自分らしく主体的に生きるための思想であり技術

彼女は著書にこう書いています(『「死への準備」日記』126~7ページ)。

私は大きな困難に出合ったら、まずその問題を分析して、どう対処するかを考える。問題に直面した直後の一時間くらいは、衝撃が大きすぎて何も考えられなかったこともあるが、そのあと、だれに相談したらいいかを考え、解決のために一歩踏み出す。最初に乳癌を発見したときも、ついこの間、右側にしこりを見つけたときもそうした。アメリカの保険会社に健康保険の申し込みを断られたときもそうしたし、何度か失職したときも同じようにした。
だから、いまのように病気が重くなり、治療の可能性が非常に低いという状況にあって、もし鬱状態に陥ったり、寂しさ、悲しさに襲われて仕事や日常生活がまともにできない、というようなことでもあれば、さっそく専門家の助けを借りるだろう。
だが、いまのところ、私は治療の激しい副作用に苦しみ、体力低下に悩みながらも、気が沈んでいる状態が何時間も続くことはない。寂しさとか悲しさとも無縁だ。私は、癌にかかったことをとくに不幸な事件だとは思っていない。私のこれまでの人生は、いくつかの困難があったにせよ、楽しい思い出に満ちている。

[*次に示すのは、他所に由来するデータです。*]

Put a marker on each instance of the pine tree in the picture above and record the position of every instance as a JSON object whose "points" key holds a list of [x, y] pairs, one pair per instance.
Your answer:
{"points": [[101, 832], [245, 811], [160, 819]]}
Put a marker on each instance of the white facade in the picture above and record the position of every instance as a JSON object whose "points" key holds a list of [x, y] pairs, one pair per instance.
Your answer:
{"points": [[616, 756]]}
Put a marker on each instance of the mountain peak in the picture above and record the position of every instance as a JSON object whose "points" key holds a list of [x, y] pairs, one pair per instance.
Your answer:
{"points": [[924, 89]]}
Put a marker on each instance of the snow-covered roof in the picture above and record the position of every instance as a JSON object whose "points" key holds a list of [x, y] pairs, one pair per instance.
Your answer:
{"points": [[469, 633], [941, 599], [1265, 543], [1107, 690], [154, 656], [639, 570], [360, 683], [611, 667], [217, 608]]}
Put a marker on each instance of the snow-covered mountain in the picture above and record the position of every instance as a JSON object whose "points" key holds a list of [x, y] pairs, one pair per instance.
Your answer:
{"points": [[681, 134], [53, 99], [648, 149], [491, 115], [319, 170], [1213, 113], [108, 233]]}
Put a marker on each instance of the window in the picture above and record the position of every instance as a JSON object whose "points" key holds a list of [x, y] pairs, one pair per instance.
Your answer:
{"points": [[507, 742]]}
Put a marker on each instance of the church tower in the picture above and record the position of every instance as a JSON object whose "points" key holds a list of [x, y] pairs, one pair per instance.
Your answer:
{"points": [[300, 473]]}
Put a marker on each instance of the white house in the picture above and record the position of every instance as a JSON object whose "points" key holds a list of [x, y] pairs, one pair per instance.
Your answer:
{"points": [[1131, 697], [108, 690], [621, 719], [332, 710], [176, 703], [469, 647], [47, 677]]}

私は千葉さんの著作が大好きで、ほぼ全作揃えており、ときどき読み返しては、彼女の「問題解決法のスピリット」に毎回新鮮に感嘆し、そこから多くを学びます。千葉さんの著作は残念ながらほぼ品切れになっており、なかなか入手しづらいのですが、『昨日と違う今日を生きる』という著作だけは電子書籍で読めるので(2023年5月現在)、ぜひ皆さんにも読んでいただきたいと思います。

自分の人生の主人公は自分自身でしかありえません。問題解決法は、自分自身の人生を自分らしく主体的に生きるための思想であり、技術だと私は考えています。まあ、要するに問題解決法が大好きなんです。その魅力が皆様にも伝わったら嬉しいです。